From Events to Curriculum
The next frontier is embedding this culture into the curriculum itself, a shift that Alyric describes as the most important work of the past 12 months. In Year 7, a humanities unit on inequality now connects directly with Habitat for Humanity, giving students a clear line of sight from classroom learning to community impact. A cross-curricular interdisciplinary unit of study between humanities and design is in development for Year 8, with students creating objects that local partner schools can actually use. Year 9 students explore a menu of community projects through service days, and Year 10 students undertake a group mini-personal project centred on a school for children with special needs. By Year 11, students are being introduced to the Refugee Learning Centre so they can carry that relationship into their CAS journey.
"It ideally needs to be a non-negotiable within our faculties," Alyric says. "Teachers who join the school should see it in the curriculum already. They should understand which community their subject is working with and how those links work."
Seeking Partnership to Address the Pressing Questions
Global citizenship is the emerging horizon. During a visit from Inspire Citizens facilitator Scott Jamieson, BSJ gathered faculty champions from across every department to begin mapping where global citizenship already lives in their teaching, and to start asking how to make it more coherent and visible. A school-wide philosophy is under review. The conversation is just beginning, and both Elizabeth and Alyric are candid about that. Elizabeth is continuing her own learning journey through the Inspire Citizens Global Citizenship Certificate programme.
Scott's broader contribution has been to help the entire service team view their work as a whole: to bring common language to a culture that had grown organically across primary, secondary, CAS, and MYP, and to ask what a truly sustainable system might look like.
The school is actively putting people and structures in place to support that sustainability.
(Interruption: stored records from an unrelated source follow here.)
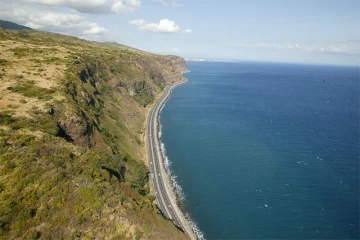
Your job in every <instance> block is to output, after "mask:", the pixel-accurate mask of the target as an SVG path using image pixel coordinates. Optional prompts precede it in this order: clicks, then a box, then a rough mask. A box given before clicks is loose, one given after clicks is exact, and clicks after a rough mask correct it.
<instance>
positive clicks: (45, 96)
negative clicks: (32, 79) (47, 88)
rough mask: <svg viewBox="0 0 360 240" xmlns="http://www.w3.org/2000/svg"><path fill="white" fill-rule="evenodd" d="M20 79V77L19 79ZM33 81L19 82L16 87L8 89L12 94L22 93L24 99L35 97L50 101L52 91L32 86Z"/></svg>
mask: <svg viewBox="0 0 360 240" xmlns="http://www.w3.org/2000/svg"><path fill="white" fill-rule="evenodd" d="M19 78H20V79H21V78H22V77H19ZM34 84H35V81H31V80H29V81H26V82H24V81H23V82H19V83H18V84H17V85H16V86H13V87H8V88H7V89H8V90H11V91H12V92H18V93H22V94H23V95H24V96H25V97H36V98H38V99H40V100H50V99H51V98H52V96H53V94H54V93H55V90H54V89H47V88H41V87H37V86H35V85H34Z"/></svg>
The vision includes a trained layer of student advisors, drawn from students who have already demonstrated exceptional commitment, who can mentor younger peers and pressure-test ideas before they reach staff, gradually expanding the circle of people doing the connective, entrepreneurial work that sits at the heart of authentic service.
The unwavering goal is to build a school where community engagement continues to be at the heart of what BSJ does: the way it is already, quietly and powerfully, for the students and families of Jakarta who have been its partners for decades.